Australian Journal of Advanced Nursing, vol.31, no.2, pp.39-47, 2014 (SCI-Expanded) identifier

  • Publication Type: Article / Article
  • Volume: 31 Issue: 2
  • Publication Date: 2014
  • Journal Name: Australian Journal of Advanced Nursing
  • Journal Indexes: Science Citation Index Expanded (SCI-EXPANDED), Social Sciences Citation Index (SSCI), Scopus
  • Page Numbers: pp.39-47
  • Keywords: Burnout, Neonatal intensive care unit, Nursing, Quality of life
  • Istanbul Medipol University Affiliated: No


Objective The purpose of this study was to investigate burnout levels of nurses working in a neonatal intensive care unit (NICU) and the effects of burnout on their quality of life. Design This was a descriptive and correlational study. The researchers obtained data using a questionnaire to uncover the demographic and occupational characteristics of the nurses, and conducted face-to-face interviews via the Maslach Burnout Inventory (MBI) and the World Health Organization Quality of Life-BREF (WHOQOL-BREF). Setting The NICU of two state hospitals located in the north of Turkey. Subjects A total of 80 nurses. Main outcome measures Levels of burnout experienced. Results The score means of emotional exhaustion, depersonalisation and personal accomplishment were 14.90±5.53, 3.87±2.77 and 11.43±4.63, respectively. The results showed the nurses had burnout at moderate levels with regard to emotional exhaustion and personal accomplishment, and low levels of depersonalisation.

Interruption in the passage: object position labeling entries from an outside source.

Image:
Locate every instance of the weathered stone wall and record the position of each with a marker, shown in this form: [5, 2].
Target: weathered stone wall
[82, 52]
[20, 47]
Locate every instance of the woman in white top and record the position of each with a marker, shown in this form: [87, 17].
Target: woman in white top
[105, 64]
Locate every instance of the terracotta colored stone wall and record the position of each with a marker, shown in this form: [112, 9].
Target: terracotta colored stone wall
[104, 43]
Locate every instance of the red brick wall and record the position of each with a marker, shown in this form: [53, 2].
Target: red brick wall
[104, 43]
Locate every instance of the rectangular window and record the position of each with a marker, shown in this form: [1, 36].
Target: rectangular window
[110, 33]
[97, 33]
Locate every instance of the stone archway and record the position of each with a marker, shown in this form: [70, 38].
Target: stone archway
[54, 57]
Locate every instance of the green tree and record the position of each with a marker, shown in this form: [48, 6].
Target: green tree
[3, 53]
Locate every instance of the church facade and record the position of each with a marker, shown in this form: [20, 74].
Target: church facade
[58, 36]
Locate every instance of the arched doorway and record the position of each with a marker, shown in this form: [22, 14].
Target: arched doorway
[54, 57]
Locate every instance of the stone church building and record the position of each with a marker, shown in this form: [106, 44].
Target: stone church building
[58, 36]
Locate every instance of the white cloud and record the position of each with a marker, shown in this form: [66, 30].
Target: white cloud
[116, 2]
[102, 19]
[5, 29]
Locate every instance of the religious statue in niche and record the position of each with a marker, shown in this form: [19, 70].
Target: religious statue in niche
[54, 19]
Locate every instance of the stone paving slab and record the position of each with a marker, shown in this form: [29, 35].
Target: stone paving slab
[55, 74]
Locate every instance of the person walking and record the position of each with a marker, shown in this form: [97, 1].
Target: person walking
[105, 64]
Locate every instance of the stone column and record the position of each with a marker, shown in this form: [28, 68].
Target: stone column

In addition, the study showed a significant negative relationship in many sub-scales of the burnout and quality of life scale. Conclusion The nurses experienced moderate burnout in emotional exhaustion and personal accomplishment. The study found that, as burnout level increased, the quality of life of the nurses decreased. It is suggested that several measures must be taken to prevent burnout in nurses.